'Tell those douchebags at coinbase to bite you.' — March 11, 2018
March 11, 2018. Coinbase had activated SegWit on user withdrawals less than three weeks earlier, ending the multi-month pressure campaign Hunt had helped lead. The community had won. But the resentment hadn't fully dissolved — and on a Vegas wall, somebody had stuck a sticker. Hunt photographed it.
The tweet contains four pieces of original Hunt content: "What the hell?", "#vegas", "#bitcoin", and a photograph. Everything else is the sticker. The quoted text on the sticker — "Tell those douchebags at coinbase to bite you." — is doing the editorial work that Hunt would have had to do himself if the sticker hadn't existed.
The post-SegWit context
By March 2018, the Coinbase grievance had a specific shape. Throughout 2017, Coinbase had been the largest U.S. on-ramp into Bitcoin and the most-cited example of an exchange dragging its feet on SegWit adoption. The Hunt-led ATTENTION campaign in December 2017 had named the problem publicly. Coinbase activated SegWit on withdrawals on February 23, 2018 — implicitly acknowledging that the public pressure had been the difference.
The activation should have been a community win. It was, technically. But Coinbase did not apologize for the delay, didn't issue a retrospective statement explaining the slow timeline, and didn't credit the community pressure as the catalyst. The pattern from Coinbase, then and later, was to ship product changes without explanatory accountability. The community read that as condescending. By March, the grievance had moved from "Coinbase isn't shipping" to "Coinbase shipped but won't admit why."
That's the layer the Vegas sticker captured. "Bite you" is post-resolution anger. The fight is technically over. The bad blood is not.
The format's signature
The tweet is the cleanest example in the @MadBitcoins archive of editorial work done entirely through camera placement. Hunt's contribution is zero original argument. The argument is the sticker. The framing is the photograph. The Vegas location is the hashtag. Every editorial decision is delegated to a found object on a wall, and the tweet's force comes from Hunt knowing which wall to photograph.
This is the breakout-era cultural-bridge format scaled up. The 2016 OneCoin/Ethereum tweet had used two photos and a label. The 2017 Venezuela tweet had used a CNBC headline and three words. The Vegas douchebags tweet uses a sticker and an exclamation. Each iteration delegates more editorial work to the photographic subject. By 2018, Hunt had refined the form to the point where his original copy could be three words long and the tweet still functioned as commentary.
The 559/129 numbers
The engagement put this tweet in the Curio + WCN era's top tier — second only to the Venezuela "world has changed" tweet (714/350). The fav-heavy ratio is the signature of community-endorsement content: people were liking the catharsis without necessarily wanting to amplify the f-bomb-adjacent sticker to their own followers. The 129 retweets are still substantial — well outside @MadBitcoins' core audience.
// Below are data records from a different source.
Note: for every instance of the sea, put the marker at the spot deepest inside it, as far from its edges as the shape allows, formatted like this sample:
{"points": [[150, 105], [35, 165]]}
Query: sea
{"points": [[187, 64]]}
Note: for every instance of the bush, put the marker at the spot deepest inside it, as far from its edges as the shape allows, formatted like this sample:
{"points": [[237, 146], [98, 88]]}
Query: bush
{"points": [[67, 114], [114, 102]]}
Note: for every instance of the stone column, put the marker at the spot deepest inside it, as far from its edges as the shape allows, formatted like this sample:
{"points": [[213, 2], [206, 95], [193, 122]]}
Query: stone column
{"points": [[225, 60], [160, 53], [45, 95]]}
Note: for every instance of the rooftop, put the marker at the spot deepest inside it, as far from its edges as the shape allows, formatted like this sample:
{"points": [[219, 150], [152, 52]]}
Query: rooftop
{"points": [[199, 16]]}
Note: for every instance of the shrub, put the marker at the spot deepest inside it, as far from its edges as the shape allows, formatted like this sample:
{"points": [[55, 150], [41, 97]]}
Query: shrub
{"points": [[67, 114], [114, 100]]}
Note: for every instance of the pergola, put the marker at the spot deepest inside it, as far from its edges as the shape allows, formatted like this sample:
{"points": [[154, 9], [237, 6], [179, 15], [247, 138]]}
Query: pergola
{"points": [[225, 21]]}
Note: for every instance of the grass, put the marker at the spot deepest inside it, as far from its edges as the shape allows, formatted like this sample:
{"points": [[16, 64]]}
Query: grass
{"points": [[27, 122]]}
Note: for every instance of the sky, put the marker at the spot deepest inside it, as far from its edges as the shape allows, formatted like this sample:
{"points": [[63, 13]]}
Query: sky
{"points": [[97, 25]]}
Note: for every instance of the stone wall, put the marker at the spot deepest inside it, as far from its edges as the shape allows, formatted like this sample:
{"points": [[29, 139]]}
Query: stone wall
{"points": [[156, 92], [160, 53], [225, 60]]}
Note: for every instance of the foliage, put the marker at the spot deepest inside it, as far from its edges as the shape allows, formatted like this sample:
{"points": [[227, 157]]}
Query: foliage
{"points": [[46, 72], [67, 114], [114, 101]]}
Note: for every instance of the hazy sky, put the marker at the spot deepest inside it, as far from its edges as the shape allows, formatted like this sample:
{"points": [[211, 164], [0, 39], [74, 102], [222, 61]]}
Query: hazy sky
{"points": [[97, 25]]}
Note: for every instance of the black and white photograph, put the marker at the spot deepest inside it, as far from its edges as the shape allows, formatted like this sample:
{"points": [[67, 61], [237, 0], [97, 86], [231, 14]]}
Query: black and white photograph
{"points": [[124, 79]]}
The tweet became, in retrospect, one of the era's most-cited examples of how Hunt could let other people do the editorial work and still take credit for the framing. The sticker writer is anonymous and unrecoverable. Hunt is the camera. The audience reads the tweet as a Hunt commentary even though Hunt didn't write the commentary. That's the move. That's the form.
It's also a tweet that aged in a particular way. Coinbase, by 2024-2026, had become a publicly-traded company (COIN, NYSE), a major U.S. crypto policy lobbyist, and the most established exchange in the country. The "douchebags at coinbase" tweet remains in the archive as a reminder that the company's path to legitimacy ran through a community that, at various points, was not impressed.